With two days to go until Election Day, community group Make the Road New York (MTRNY) took to the doorsteps of Queens and Staten Island on Sunday, Nov. 2 to make a final call for immigrant voters.
"Immigrants across the country are coming out in unprecedented numbers to demonstrate our intention to be fully integrated into the fabric and civic life of this country, and we’re doing it by engaging people in our communities around the issues that are important to our country, like immigration reform, healthcare and education," said Ana Maria Archila, co-executive director of MTRNY.
Over 100 canvassers for MTRNY went door-to-door in Queens and Staten Island, placing brochures on door knobs to tell voters their polling place locations, assembly district, and electoral district. Their goal is to knock on 1,000 doors in Queens and 7,000 doors in Staten Island in the last two days before the elections.
Staten Island "is the frontier of immigration in New York City. Like the other boroughs 50 years ago, Staten Island has the fastest growing immigrant community in our city," said Archila.
MTRNY is a 4,000-member community-based immigrant advocacy group with offices in Queens and Brooklyn. So far, the campaign has reached over 20,000 immigrant voters in the city. One volunteer single-handedly registered over 4,000 new citizens at naturalization ceremonies.

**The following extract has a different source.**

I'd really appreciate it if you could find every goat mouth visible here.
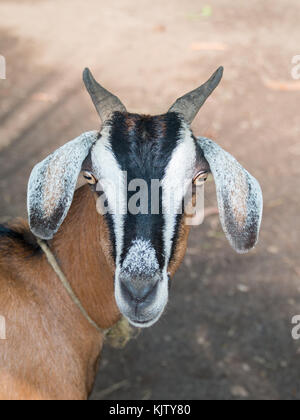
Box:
[127,311,162,328]
[132,318,153,325]
[129,319,156,328]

"There have been hundreds of people who have spent hours and hours after work, in the evenings and on the weekends going to the doors of registered voters to talk about the concerns of immigrant families," said Archila. "Overwhelmingly, the number one concern for immigrant families is the need for immigration reform. Current immigration laws are undermining the ability of workers in this country to be paid a living wage, are separating families, causing deaths at the border."
Carlos Aguasasco voted for his first time this year. "In my family, voting was a waste of time," said Aguasasco. "People [in Colombia] don’t believe in democracy as we do in America. In Colombia, democracy just doesn’t work, period. But I voted, and still do."
Aguasasco said that although he didn’t grow up in a politically active family, he had faith in the democratic system. Aguasasco came from Colombia in 1999 and became a U.S. citizen in 2005. He registered to vote as soon as he became naturalized.
To entitled immigrants who may be skeptical that they have a say in the democratic system, Aguasasco urged them to exercise their right to vote. "Voting is as important as paying taxes," he said. "The independence of the United States was created under the premise that you could not tax anyone without giving them representation. Therefore, if you are a taxpayer, you should vote.
Sixty-two-year-old Colombian immigrant Yolanda Balacios is one of the canvassers for MTRNY. She will be voting for the first time in the United States this Tuesday.